Labé, 3 avril (Infosbruts.com) – À Labé, le litige domanial autour du site de Pounthioun continue de susciter débats et interrogations. Alors que l’État guinéen, à travers le ministère de la Jeunesse et des Sports, y entreprend la construction d’un centre d’émergence pour les jeunes, certaines voix au sein de la communauté locale revendiquent la propriété traditionnelle du terrain.

Dans ce contexte tendu, le témoignage d’Elhadj Ibrahima Sampiring Diallo, notable de Labé, apporte un éclairage historique précieux sur l’origine et l’usage de ce site stratégique.

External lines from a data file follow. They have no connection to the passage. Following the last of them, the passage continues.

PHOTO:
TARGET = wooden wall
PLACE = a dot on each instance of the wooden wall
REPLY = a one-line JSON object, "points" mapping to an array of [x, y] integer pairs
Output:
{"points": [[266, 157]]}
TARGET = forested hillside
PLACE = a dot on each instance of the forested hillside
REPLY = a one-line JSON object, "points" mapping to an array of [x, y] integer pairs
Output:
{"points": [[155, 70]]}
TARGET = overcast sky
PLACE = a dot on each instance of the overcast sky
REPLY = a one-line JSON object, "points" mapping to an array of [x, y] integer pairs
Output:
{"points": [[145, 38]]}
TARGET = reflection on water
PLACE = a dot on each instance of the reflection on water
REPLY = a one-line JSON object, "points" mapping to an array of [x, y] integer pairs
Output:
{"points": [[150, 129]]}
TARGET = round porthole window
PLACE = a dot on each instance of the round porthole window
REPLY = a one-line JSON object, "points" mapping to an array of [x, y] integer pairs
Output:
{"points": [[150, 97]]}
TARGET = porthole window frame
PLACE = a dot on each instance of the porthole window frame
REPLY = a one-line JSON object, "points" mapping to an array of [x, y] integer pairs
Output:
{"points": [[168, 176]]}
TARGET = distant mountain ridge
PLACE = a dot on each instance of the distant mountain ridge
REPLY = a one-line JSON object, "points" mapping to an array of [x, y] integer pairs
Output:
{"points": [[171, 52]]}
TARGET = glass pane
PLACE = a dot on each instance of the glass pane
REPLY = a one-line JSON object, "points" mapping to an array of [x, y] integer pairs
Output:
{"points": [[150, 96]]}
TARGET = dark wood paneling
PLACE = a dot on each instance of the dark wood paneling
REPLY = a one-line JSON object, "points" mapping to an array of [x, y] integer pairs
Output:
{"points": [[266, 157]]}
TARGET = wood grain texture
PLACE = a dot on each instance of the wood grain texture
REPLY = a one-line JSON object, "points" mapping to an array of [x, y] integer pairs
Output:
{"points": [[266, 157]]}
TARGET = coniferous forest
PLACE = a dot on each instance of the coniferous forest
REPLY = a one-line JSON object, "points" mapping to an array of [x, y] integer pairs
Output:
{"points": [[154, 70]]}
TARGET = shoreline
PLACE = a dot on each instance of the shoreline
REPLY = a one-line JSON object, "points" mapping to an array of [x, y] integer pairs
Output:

Selon lui, l’existence du stade de Pounthioun remonte à la période coloniale, précisément aux années 1950. « Depuis 1952, toutes les grandes rencontres sportives se jouaient sur ce terrain », affirme-t-il. À l’époque, le site avait été aménagé par l’administration coloniale française, qui y avait construit des gradins et structuré l’espace pour accueillir compétitions sportives et rassemblements publics.
Le notable se souvient d’une organisation marquée par la ségrégation coloniale : « Les tribunes étaient réservées aux Blancs et à leurs familles, tandis que les Africains assistaient aux événements depuis les parterres. » Malgré ces inégalités, le stade attirait une forte affluence, notamment lors des matchs opposant équipes militaires, gendarmes et jeunes locaux.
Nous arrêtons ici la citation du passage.